Solution and Explanation

The presented symptoms and investigation findings strongly suggest sarcoidosis as the most likely diagnosis. Here's a detailed breakdown:
1. Ptosis and bilateral facial nerve palsy: The neurological manifestations, such as facial nerve involvement, are consistent with neurosarcoidosis, although rare, it's a known complication of sarcoidosis.
2. Fever and night sweats: These are common systemic symptoms of sarcoidosis due to its inflammatory nature.
3. Leukocytosis: An elevated white blood cell count can occur in sarcoidosis as part of the body's response to inflammation.

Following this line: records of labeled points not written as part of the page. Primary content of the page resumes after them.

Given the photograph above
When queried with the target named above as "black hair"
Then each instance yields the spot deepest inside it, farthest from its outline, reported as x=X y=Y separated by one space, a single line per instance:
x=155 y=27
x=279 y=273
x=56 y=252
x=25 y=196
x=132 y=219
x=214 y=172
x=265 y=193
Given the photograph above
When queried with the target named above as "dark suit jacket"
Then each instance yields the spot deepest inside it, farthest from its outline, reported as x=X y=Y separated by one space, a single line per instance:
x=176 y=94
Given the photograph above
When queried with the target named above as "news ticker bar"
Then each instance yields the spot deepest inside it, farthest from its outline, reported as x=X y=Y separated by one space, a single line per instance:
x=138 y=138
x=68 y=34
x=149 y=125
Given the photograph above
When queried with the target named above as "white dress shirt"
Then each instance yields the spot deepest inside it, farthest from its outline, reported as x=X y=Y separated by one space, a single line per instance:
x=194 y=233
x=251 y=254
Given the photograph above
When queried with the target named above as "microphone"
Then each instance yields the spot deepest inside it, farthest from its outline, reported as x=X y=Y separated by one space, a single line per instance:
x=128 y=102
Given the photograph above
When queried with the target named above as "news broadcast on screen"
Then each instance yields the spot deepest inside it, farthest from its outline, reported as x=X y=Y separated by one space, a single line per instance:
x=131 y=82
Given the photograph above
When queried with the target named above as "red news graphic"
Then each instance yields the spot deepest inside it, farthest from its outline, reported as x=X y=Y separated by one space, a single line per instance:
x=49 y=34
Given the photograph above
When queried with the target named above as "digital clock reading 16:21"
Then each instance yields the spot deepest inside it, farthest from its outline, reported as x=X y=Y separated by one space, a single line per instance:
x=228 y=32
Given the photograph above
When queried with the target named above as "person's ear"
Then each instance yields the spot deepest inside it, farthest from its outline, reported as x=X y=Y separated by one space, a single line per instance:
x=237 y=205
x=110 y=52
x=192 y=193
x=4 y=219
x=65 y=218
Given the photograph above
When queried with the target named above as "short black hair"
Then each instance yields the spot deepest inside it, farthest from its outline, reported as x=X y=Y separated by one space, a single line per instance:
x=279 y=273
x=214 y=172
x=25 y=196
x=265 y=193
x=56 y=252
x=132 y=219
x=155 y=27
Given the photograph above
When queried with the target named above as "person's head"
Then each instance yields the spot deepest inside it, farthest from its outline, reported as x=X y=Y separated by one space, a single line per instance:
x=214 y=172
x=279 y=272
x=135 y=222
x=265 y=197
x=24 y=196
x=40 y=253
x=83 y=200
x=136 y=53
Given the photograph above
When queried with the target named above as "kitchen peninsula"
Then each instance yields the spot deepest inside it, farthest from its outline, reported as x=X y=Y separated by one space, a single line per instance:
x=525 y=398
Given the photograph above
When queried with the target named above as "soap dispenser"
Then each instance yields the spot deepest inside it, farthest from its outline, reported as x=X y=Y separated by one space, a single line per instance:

4. Bilateral hilar lymphadenopathy: This is a hallmark radiographic finding of sarcoidosis, seen in chest X-rays or CT scans.
Given the clinical and radiographic findings, sarcoidosis is the most fitting diagnosis among the provided options.
Other options are less likely due to the following reasons:
1. Tuberculosis: While it presents with fever, night sweats, and lymphadenopathy, bilateral facial nerve palsy and ptosis are not typical.
2. Lymphoma: Can present with similar systemic symptoms and lymphadenopathy, but facial nerve involvement is less typical.
3. Hypersensitive pneumonitis: More commonly causes respiratory symptoms rather than the neurological and systemic symptoms noted.